I have seen some nice paint jobs on here from members and wanted a good honest review on some of the products out there. I am wanting to paint some spoons and blades and I am thinking about starting to tinker with some fish again, so I may need an airbursh that can paint scale details on crappie and other things. Thasnk for any advice.


----------



## rjbass (Aug 1, 2007)

If you use the search function and look up "airbrushes" you will find several threads on just this topic. All your questions should be answered there.

Rod


----------



## Bulldog1149 (Feb 26, 2006)

Hove you ever used an aztek? I looked at several topics. all about the ps900/905


----------



## rjbass (Aug 1, 2007)

Bulldog,

I have used nearly every gun out there including an Aztek. Aztek guns are in my opinion, junk. Not high on the list....the PS900s were mentioned because they are a cheaply priced gun with great features and for the money you can't beat em. If you want the best gun IMHO, buy an Iwata you won't be sorry. I am sure some of the others on here will give you their opinions also. 

Rod


----------



## Downriver Tackle (Jan 13, 2009)

I've been living off the Passche VL's from the beginning. Fine for most work and a good price if you buy the kits. They are finicky for fine detail work. Ordered a PS900 to step into the gravity feed world and hoping to get finer detail with less hassle than the VL's.
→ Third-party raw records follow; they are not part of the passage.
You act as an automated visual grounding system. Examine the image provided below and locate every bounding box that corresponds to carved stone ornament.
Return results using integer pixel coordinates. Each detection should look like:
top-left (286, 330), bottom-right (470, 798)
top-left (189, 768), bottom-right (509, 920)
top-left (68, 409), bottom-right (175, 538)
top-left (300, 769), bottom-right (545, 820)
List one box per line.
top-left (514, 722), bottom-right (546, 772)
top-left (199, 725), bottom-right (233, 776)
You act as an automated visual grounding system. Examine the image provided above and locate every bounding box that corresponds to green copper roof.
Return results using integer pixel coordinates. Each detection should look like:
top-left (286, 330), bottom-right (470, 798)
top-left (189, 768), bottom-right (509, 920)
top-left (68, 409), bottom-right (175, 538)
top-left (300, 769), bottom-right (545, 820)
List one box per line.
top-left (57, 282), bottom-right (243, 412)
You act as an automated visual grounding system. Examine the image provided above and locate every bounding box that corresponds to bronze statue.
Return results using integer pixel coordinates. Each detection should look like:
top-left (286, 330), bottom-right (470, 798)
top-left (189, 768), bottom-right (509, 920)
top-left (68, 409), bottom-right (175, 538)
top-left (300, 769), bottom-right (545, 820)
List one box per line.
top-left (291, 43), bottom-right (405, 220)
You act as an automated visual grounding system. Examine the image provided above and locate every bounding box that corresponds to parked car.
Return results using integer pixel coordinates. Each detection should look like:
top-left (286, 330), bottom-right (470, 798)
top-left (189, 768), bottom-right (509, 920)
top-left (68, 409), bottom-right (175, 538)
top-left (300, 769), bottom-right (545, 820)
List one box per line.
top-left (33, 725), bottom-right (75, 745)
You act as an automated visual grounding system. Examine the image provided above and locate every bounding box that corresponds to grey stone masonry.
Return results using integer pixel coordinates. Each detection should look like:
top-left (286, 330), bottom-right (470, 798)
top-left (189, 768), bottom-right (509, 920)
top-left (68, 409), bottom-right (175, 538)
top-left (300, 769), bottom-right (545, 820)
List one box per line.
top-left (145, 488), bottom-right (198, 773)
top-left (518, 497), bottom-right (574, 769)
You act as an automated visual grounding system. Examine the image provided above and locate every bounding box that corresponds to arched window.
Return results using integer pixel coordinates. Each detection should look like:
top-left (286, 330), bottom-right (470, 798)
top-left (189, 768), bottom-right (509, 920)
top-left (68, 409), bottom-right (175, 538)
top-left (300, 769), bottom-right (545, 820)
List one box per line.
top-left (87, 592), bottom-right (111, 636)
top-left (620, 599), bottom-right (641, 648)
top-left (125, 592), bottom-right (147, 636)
Azteks are junk IMHO also! Spent $150 on a full kit, only to use it for a week and tossed it to the side.


----------



## Bulldog1149 (Feb 26, 2006)

That's what I was after. I could not find much for reviews on teh aztek, but they claim to be so maimtenance free. I could use the old pasche for painting spinner blades, but I would like to have something that will paint 400 spots on a white crappie without clogging and sputtering. The only brands I have looked at are the iwata, paasche, aztec, thayer and chandler and badger. I guess I have some homework to do.


----------